Kur’an-ı Kerim’e göre ölüm ve hayat birbirinin tamamlayıcısıdır. Allah, hem hayatı hem de ölümü yaratmıştır ve her ikisinin yegâne kaynağı da kendisidir. Nitekim Duhân suresinde, “O’ndan başka ilah yoktur, hayat verir ve öldürür. Sizin Rabbinizdir, önceden gelip geçmiş ecdadınızın da Rabbidir.” ve Mülk suresinde “O ki, hanginizin daha güzel işler yapacağını denemek için ölümü ve hayatı yarattı. Kudreti daima üstün gelen ve günahları çok bağışlayan yalnız O’dur.” buyrulmaktadır. Kur’an-ı Kerim’in diğer başka ayetlerinde ise ölüm evrensel olarak tanımlanmakta ve her insanın öleceği şöyle ifade edilmektedir: “Onlar için bir ecel belirledik ki, onda hiç kuşku yoktur.”, “…Biz senden önce hiçbir beşere dünyada ebedilik vermedik. Şimdi sen ölürsen, onlar ebedi mi kalacaklardır?”, “Yeryüzünde mevcut her canlı varlık ölümlüdür.”, “(Ey Rasûlüm, onlara) de ki; o sürekli kaçtığınız ölüm, elbet (bir gün) gelip size kavuşacaktır.”
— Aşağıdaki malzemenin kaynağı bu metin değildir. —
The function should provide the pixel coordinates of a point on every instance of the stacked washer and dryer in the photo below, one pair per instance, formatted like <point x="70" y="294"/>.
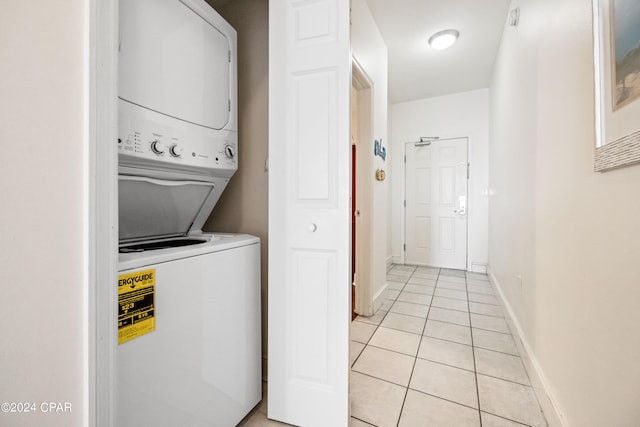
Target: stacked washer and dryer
<point x="189" y="301"/>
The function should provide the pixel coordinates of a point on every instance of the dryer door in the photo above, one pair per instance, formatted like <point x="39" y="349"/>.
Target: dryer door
<point x="175" y="61"/>
<point x="153" y="208"/>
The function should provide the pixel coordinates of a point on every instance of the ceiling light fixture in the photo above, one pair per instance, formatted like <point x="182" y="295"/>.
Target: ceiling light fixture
<point x="443" y="39"/>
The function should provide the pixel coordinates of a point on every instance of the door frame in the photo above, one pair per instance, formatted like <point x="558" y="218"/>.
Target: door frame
<point x="364" y="189"/>
<point x="101" y="210"/>
<point x="403" y="218"/>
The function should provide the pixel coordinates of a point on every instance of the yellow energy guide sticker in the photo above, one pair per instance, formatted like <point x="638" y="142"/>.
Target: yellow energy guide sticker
<point x="136" y="302"/>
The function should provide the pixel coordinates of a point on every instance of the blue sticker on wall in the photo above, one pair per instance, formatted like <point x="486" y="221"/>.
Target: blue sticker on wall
<point x="379" y="150"/>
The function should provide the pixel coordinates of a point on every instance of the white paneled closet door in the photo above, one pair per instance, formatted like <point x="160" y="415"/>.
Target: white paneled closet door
<point x="309" y="212"/>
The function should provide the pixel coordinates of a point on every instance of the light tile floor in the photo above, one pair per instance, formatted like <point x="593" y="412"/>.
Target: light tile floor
<point x="437" y="353"/>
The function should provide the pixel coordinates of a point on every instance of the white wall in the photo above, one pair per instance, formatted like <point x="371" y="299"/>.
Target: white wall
<point x="459" y="115"/>
<point x="570" y="233"/>
<point x="371" y="53"/>
<point x="42" y="246"/>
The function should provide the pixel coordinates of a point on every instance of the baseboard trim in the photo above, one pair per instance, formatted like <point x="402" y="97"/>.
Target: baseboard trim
<point x="541" y="387"/>
<point x="380" y="297"/>
<point x="389" y="262"/>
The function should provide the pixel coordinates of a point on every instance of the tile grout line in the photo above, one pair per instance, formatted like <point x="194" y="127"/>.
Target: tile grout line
<point x="473" y="352"/>
<point x="415" y="359"/>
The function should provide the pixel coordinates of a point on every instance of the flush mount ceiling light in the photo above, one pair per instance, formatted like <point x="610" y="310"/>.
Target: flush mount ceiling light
<point x="443" y="39"/>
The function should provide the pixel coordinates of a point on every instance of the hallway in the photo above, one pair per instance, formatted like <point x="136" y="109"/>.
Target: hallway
<point x="438" y="353"/>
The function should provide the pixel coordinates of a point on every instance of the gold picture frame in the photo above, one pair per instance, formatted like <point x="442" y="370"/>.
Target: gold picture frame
<point x="616" y="25"/>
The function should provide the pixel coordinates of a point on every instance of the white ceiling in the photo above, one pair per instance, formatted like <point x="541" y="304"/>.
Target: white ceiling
<point x="416" y="70"/>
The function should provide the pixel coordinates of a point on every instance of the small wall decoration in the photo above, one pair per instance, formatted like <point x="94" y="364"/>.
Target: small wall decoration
<point x="617" y="86"/>
<point x="379" y="150"/>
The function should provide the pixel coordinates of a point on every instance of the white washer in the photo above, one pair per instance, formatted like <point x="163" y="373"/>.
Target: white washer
<point x="201" y="366"/>
<point x="189" y="350"/>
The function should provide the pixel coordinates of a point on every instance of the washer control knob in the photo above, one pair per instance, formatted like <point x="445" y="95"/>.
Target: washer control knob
<point x="155" y="147"/>
<point x="173" y="150"/>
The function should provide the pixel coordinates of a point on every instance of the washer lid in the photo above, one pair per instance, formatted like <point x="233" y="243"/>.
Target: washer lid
<point x="175" y="59"/>
<point x="151" y="208"/>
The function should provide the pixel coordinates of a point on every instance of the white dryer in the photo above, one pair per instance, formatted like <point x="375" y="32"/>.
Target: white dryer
<point x="189" y="350"/>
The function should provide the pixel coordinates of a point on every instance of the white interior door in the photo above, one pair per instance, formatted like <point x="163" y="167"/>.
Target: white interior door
<point x="436" y="203"/>
<point x="309" y="212"/>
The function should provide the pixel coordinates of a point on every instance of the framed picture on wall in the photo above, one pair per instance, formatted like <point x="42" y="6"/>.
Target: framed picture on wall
<point x="616" y="26"/>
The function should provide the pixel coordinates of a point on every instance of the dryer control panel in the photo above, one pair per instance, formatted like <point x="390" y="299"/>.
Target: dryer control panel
<point x="149" y="139"/>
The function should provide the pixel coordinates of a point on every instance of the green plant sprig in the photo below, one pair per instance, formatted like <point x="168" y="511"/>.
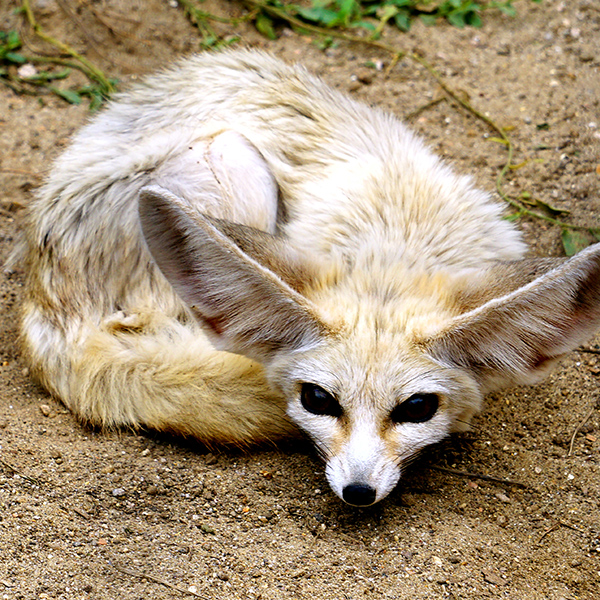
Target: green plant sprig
<point x="105" y="85"/>
<point x="570" y="241"/>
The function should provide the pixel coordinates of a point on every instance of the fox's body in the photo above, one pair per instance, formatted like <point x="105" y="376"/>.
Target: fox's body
<point x="371" y="282"/>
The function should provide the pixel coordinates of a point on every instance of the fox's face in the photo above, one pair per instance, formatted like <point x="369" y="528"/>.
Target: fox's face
<point x="373" y="370"/>
<point x="370" y="399"/>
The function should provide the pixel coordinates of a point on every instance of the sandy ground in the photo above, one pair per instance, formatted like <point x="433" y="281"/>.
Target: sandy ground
<point x="86" y="514"/>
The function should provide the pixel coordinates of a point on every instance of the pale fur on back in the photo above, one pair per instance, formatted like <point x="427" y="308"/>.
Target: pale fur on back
<point x="102" y="328"/>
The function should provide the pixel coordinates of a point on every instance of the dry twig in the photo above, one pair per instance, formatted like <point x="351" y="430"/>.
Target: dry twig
<point x="136" y="573"/>
<point x="481" y="476"/>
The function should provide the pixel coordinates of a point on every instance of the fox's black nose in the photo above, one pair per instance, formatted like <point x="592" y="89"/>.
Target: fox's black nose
<point x="359" y="494"/>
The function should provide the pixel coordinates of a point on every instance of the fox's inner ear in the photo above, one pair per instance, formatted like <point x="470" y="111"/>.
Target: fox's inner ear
<point x="245" y="307"/>
<point x="517" y="337"/>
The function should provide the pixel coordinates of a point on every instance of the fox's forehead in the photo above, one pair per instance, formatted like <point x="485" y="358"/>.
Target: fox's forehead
<point x="364" y="362"/>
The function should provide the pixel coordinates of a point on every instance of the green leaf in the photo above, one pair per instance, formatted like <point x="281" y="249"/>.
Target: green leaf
<point x="429" y="20"/>
<point x="69" y="95"/>
<point x="264" y="25"/>
<point x="573" y="241"/>
<point x="321" y="15"/>
<point x="457" y="19"/>
<point x="402" y="20"/>
<point x="553" y="210"/>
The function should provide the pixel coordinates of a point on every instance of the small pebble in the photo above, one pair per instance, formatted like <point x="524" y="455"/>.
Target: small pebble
<point x="210" y="459"/>
<point x="365" y="76"/>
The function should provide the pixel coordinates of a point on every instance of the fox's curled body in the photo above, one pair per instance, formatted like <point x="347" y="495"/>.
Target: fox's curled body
<point x="359" y="264"/>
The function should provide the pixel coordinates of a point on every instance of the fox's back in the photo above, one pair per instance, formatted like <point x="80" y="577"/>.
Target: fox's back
<point x="354" y="183"/>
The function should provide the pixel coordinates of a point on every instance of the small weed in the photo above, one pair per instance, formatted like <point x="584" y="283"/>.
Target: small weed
<point x="373" y="15"/>
<point x="22" y="74"/>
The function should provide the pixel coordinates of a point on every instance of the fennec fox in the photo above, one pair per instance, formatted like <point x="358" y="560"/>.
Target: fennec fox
<point x="232" y="250"/>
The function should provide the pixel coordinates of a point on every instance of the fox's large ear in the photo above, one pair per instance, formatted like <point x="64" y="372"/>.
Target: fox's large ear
<point x="517" y="337"/>
<point x="245" y="306"/>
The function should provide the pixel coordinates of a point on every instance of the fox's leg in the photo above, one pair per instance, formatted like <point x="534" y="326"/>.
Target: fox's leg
<point x="146" y="362"/>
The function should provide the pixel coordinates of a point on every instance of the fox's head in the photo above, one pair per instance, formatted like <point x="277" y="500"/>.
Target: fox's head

İslam dininde ölüme dair açıklamanın yer aldığı bir diğer kaynak ise sünnet ve hadislerdir. Ölüm, hadis literatüründe de benzer kavramlarla ifade edilmekle beraber ölüm ile ilgili birçok hadis ve sünnet aktarılmıştır. Dünyaya gelen her canlıya olduğu gibi insanoğlunun da kendisine verilen ömrü bulunmaktadır. Bu ömür bazen doğumla bitecek kadar kısa, bazen de bir asır sürebilmektedir. İnsana tanınan bu ömür süresinin sona ermesi ecelin/ölümün gelmesidir. Ecel, her şahıs için bir tektir ve Allah’ın kaza ve kaderiyle olup asla değişmemektedir. Her hayat sahibinin eceli, ezelde takdir olunan ve belirlenen vaktinden ne önce gelebilir ne de sonraya kalabilmektedir. Hadislere göre ölüm, içinde yer aldıkları yaşamdan farklı bir yaşama geçiş, insanlar için en iyi öğüt ve ruhun bedenden bir kuş misali azad olması şeklinde ifade edilmiştir.
Sahabe ve tabiûndan nakledilen rivayetlere bakıldığında Hz. Muhammed’in (s.a.v.), ölümün birçok farklı yönüne değindiği görülmektedir. O, hem Allah kelamında yer alan ölümü insanlara açıklamış hem de kendi hayatında ölümle ilgili uygulamalarda ne yapılması gerektiğiyle ilgili insanlığa bir örnek olmuştur. Bu yönüyle Hz. Peygamber (s.a.v.) diğer birçok konuda olduğu gibi ölüm konusunda da öğretim/bilgilendirme yapmıştır. Kendisine sorulan “Hangi mümin daha akıllıdır?” sorusuna “Ölümü sıkça hatırlayıp ölümden sonrası için en iyi hazırlık yapan kimsedir.” cevabı, bugünkü anlamıyla ölüm farkındalığı oluşturma eğitimidir. Yine Hz. Peygamber’in “Lezzetleri kaçıran -ölümü- çok hatırlayın!” ve “Kabirleri ziyaret etmek isteyen ziyaret etsin. Çünkü kabir ziyareti bize ahireti hatırlatır.” hadisleri ve içerdiği tavsiyeler de ölüme dair bir farkındalık oluşturma eylemidir.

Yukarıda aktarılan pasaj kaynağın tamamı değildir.